En tant que Premier ministre par intérim, Lecornu s'est entretenu mardi et mercredi avec les dirigeants des factions du centre-gauche au centre-droit, et a fait part à Macron, le 8 octobre, d'une lueur d'optimisme : une faible majorité à l'Assemblée contre la dissolution, une « plateforme pour la stabilité » émergente et la possibilité de faire adopter le budget 2026 d'ici la fin de l'année grâce à des concessions. L'Élysée a confirmé que Macron dévoilerait un nouveau Premier ministre d'ici le 10 octobre, évitant ainsi des élections immédiates qui pourraient propulser le RN de Marine Le Pen au pouvoir. Cependant, les candidats viables sont difficiles à trouver.

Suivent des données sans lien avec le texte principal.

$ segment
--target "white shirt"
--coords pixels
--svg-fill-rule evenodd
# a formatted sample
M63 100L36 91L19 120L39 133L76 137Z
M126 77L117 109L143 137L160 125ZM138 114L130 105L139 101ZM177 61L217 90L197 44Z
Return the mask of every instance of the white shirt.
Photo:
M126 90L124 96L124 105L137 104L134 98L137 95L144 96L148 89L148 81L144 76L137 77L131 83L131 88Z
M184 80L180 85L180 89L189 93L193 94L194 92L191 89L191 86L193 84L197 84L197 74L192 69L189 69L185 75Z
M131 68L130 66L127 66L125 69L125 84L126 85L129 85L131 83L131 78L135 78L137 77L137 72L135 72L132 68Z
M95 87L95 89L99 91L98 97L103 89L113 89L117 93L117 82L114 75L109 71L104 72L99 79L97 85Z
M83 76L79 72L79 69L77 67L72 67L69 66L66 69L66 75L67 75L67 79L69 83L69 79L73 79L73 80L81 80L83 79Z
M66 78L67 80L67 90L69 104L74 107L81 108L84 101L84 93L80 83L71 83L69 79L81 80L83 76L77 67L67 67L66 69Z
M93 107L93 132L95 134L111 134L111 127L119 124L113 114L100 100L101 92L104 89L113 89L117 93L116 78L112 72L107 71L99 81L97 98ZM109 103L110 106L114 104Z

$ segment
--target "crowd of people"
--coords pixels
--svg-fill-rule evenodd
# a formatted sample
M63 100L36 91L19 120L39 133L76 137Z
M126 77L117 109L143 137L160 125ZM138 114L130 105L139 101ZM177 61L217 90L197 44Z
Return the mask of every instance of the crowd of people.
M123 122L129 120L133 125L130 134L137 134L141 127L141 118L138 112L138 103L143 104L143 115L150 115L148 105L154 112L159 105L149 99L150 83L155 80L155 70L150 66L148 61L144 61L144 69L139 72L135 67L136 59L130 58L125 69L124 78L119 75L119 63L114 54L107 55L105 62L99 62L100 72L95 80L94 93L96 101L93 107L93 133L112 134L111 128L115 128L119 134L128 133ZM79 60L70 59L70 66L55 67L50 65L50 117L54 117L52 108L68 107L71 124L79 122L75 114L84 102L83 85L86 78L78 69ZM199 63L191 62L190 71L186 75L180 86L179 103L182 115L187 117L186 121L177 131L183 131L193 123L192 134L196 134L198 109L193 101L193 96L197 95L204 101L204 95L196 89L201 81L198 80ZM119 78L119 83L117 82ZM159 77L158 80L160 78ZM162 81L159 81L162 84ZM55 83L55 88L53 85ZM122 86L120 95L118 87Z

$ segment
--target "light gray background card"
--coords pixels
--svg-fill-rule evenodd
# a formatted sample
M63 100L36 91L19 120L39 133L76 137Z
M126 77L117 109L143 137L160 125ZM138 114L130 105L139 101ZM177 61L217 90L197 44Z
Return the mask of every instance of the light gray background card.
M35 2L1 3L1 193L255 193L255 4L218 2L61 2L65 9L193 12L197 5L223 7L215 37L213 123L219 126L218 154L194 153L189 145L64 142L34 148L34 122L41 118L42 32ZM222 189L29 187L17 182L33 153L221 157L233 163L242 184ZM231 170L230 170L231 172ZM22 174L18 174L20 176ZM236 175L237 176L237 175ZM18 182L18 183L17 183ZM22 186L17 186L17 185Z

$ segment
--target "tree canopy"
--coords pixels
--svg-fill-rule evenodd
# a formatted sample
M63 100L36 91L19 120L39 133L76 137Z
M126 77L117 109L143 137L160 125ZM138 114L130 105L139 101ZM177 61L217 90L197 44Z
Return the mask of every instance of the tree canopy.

S'en tenir à des initiés comme Lecornu risque d'aggraver les divisions, tandis que courtiser les socialistes pourrait fracturer le noyau dur des partisans de Macron. Le leader d'extrême gauche Jean-Luc Mélenchon a appelé à la destitution de Macron, et Le Pen réclame des élections.

Des sources proches de l'Élysée murmurent que Macron est prêt à « prendre ses responsabilités » si le pacte de stabilité vacille, ce qui pourrait déclencher une dissolution comme option nucléaire. Pour l'instant, le président évite l'abîme, mais avec des échéances qui approchent, la France vacille au bord du gouffre. Comme l'a observé un analyste, « il ne faudrait pas grand-chose pour que cela fonctionne », à condition que les egos cèdent la place au pragmatisme. Dans un pays fatigué par l'impasse, le choix imminent de Macron pourrait soit stabiliser le navire, soit précipiter son naufrage dans une incertitude encore plus profonde.